Michael Jackson never did live a good life. I wonder how he could have lived the good life. But, he always looked good doing it, or not doing it, as the case may be.

And that's the feeling that the song makes me feel, or feel like I could feel. The feeling that there is a good life if you scrape off the patina -- the green on the bronze of life -- it starts to sparkle. But, confound it if it doesn't all come back to hot. If it looks good, eventually it will be good. Right?

Until it gets old?

You want your fuckups to trump other people's triumphs.

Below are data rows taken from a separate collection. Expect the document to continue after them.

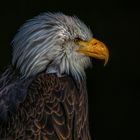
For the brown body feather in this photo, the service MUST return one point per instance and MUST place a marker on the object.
(55, 108)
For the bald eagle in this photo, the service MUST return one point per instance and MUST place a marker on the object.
(43, 92)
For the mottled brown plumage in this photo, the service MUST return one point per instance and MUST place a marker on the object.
(54, 108)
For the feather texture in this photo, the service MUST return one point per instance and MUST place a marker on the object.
(54, 109)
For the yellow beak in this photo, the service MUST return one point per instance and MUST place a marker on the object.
(94, 48)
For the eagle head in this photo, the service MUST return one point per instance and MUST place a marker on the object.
(56, 43)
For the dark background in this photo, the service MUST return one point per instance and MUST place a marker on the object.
(114, 97)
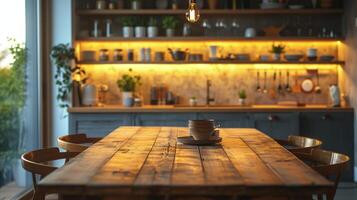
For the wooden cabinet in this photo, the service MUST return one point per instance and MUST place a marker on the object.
(277, 125)
(95, 124)
(163, 119)
(230, 120)
(335, 130)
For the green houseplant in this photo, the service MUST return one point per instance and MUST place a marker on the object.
(170, 23)
(135, 4)
(12, 101)
(277, 50)
(127, 85)
(242, 97)
(64, 58)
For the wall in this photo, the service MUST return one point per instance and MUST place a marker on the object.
(61, 33)
(351, 62)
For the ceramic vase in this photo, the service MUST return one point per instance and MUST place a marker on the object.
(127, 99)
(170, 32)
(153, 31)
(140, 32)
(212, 4)
(128, 31)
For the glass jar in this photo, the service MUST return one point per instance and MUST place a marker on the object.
(101, 5)
(103, 55)
(117, 55)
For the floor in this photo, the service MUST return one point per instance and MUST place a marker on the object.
(346, 191)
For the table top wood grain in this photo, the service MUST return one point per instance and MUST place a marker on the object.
(150, 161)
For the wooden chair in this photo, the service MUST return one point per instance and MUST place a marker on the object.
(328, 164)
(38, 163)
(299, 144)
(76, 142)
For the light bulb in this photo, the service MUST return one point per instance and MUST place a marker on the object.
(192, 14)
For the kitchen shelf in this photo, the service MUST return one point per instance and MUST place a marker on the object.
(211, 62)
(204, 38)
(211, 12)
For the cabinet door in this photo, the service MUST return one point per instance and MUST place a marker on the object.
(98, 125)
(277, 125)
(335, 130)
(229, 120)
(163, 119)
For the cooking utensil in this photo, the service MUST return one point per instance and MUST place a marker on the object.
(272, 91)
(317, 87)
(265, 90)
(307, 85)
(178, 55)
(259, 89)
(296, 87)
(280, 86)
(287, 87)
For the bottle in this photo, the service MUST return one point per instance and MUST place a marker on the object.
(108, 28)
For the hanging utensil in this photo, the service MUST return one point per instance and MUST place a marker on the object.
(259, 89)
(287, 87)
(272, 91)
(265, 90)
(296, 87)
(280, 86)
(317, 87)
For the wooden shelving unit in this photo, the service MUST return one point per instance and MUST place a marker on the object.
(212, 12)
(203, 38)
(212, 62)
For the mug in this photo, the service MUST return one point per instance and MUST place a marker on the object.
(250, 32)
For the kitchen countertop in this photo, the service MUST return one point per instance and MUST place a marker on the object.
(212, 108)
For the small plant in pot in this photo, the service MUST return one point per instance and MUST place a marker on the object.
(242, 97)
(170, 23)
(128, 26)
(152, 29)
(140, 29)
(135, 4)
(277, 50)
(127, 85)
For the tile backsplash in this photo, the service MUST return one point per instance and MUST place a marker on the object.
(189, 80)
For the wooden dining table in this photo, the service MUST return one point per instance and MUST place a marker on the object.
(146, 162)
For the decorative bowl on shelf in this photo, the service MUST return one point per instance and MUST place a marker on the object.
(327, 58)
(293, 57)
(272, 5)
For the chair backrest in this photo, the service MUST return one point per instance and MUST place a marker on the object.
(37, 161)
(327, 163)
(296, 144)
(76, 142)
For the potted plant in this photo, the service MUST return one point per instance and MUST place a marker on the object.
(140, 30)
(128, 24)
(152, 29)
(12, 101)
(277, 50)
(66, 73)
(127, 85)
(212, 4)
(242, 97)
(169, 23)
(135, 4)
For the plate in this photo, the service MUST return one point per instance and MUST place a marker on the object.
(188, 140)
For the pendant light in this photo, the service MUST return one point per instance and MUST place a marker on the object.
(192, 14)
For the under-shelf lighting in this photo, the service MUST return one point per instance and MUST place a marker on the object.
(192, 14)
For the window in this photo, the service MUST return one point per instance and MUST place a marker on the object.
(17, 95)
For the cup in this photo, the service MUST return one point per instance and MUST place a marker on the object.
(250, 32)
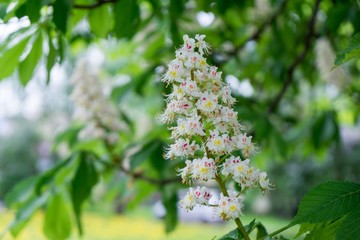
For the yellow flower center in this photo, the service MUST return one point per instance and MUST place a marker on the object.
(173, 73)
(208, 104)
(217, 142)
(233, 208)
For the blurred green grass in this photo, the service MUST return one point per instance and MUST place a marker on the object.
(140, 225)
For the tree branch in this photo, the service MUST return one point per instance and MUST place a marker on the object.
(290, 72)
(94, 5)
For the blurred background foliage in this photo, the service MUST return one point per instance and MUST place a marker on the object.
(293, 67)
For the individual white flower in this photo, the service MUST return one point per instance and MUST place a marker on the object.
(216, 143)
(190, 87)
(225, 95)
(189, 200)
(203, 169)
(185, 172)
(202, 195)
(189, 43)
(229, 207)
(182, 148)
(207, 103)
(243, 141)
(264, 182)
(183, 106)
(214, 75)
(201, 44)
(194, 126)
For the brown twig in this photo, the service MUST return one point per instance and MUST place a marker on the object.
(94, 5)
(290, 72)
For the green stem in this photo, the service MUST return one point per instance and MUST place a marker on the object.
(237, 220)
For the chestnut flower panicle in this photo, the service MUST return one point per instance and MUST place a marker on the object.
(206, 131)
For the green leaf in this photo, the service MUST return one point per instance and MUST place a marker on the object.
(3, 7)
(127, 18)
(143, 190)
(101, 20)
(51, 58)
(325, 129)
(61, 14)
(69, 136)
(25, 212)
(84, 180)
(20, 193)
(350, 227)
(304, 228)
(250, 227)
(327, 202)
(48, 176)
(9, 58)
(232, 235)
(144, 153)
(325, 231)
(261, 231)
(21, 11)
(175, 9)
(57, 223)
(170, 199)
(33, 10)
(351, 52)
(28, 65)
(336, 15)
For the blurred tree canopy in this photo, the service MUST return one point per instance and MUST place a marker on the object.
(293, 64)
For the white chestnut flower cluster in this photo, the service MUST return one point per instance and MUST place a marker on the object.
(206, 131)
(93, 108)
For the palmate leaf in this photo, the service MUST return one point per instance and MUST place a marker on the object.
(350, 227)
(84, 180)
(324, 230)
(328, 202)
(28, 65)
(9, 58)
(57, 223)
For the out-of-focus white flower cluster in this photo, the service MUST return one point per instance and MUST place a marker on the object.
(206, 131)
(93, 108)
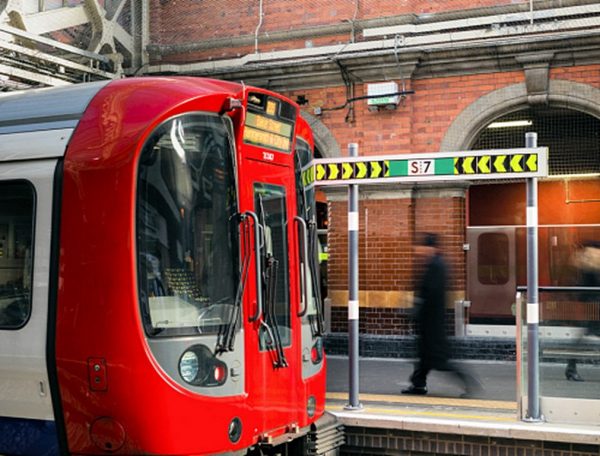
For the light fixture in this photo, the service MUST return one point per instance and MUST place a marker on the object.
(510, 124)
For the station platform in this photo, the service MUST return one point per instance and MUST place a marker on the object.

You want to automythologize like Kanye West. But at that point it stops meaning anything. So I guess you feel it, or you don't.

*

People sometimes say Kanye's a bad rapper. And he's not a tongue-twisting mind-bending word-fucking rapper. He's not a "tip of the tongue taking a trip of three steps down the palate to tap, at three, on the teeth" rapper. But he's not a bad rapper. He's a good rapper. His voice is so featherweight, it's hard to imagine why it's so singular and memorable. But he has a way of saying two things that nobody else has: "Huh!" and "Ayy!" It's sounds like a minor distinction, but it's not. But he's doesn't just brand himself like a lotta rappers nowadays. He's not just about slotting in his gimmicks at every opportunity. He's surprisingly flexible. He ends up in the "vocalist" category of rapper, which is odd, because he can't really do more than your average hungry rapper, but he's carried and buoyed by the complete singularity of his voice -- a lot like Dr. Dre in that respect. Two of the best producers ever, no surprise maybe that they use their voices as their most singular instruments, even though they're both kinda shitty technicians, and only better-than-adequate lyricists.

*

Oh, yeah, my blog is back. Sort of.

3 comments:

Doodles Academy said...

YAY!

Doodles Academy said...

meaning...I'm glad you're back.

D said...

Gee, I thought you meant you were really interested in what I had to say about Kanye West.